The latest amendment to the constitution last year introduced the provision for parliamentary polls within 90 days preceding dissolution of the House.
This means members of the present parliament will remain in office
when the next parliamentary election will be held with the AL-led alliance still in power.
Terming the provision discriminatory, Workers Party chief Rashed Khan Menon said credibility of the election will be questioned if it continues to be in force.
“We have been talking about a level playing field for holding fair polls.
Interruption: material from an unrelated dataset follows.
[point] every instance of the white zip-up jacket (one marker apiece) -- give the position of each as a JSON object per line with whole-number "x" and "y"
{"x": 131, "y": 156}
If this provision remains, how a level playing field will be ensured for sitting MPs and those aspiring to be MPs,” Menon asked while speaking on the proposed budget.
He said there is no such provision in any country, including India, Pakistan, Canada, and New Zealand.
“So, this provision must be changed to ensure credibility of the next parliamentary polls,” Menon said.
He also urged the government to determine the structure of an interim government that will remain in office during the next parliamentary polls.
Participating in the budget discussion, JSD chief Hasanul Haq Inu supported Menon's proposals.
Both Menon and Inu urged the main opposition BNP to return to parliament and place proposals outlining the structure of an interim government for holding polls.
Meanwhile, Prime Minister Sheikh Hasina on June 11 asked AL
lawmakers to make preparations for the next parliamentary election keeping in mind that the election process would begin three months before dissolution of the House.
Menon, Inu and Jatiya Party lawmaker TIM Fazle Rabbi Chowdhury criticised the government for what they said was its failure to take punitive action again those involved in share market scam, to improve power situation and law and order.
Fazle Rabbi said people are now concerned over deterioration of the law and order. "Secret killings, forced disappearances, muggings, price hike of essentials and load shedding have tainted the image of the government," he added.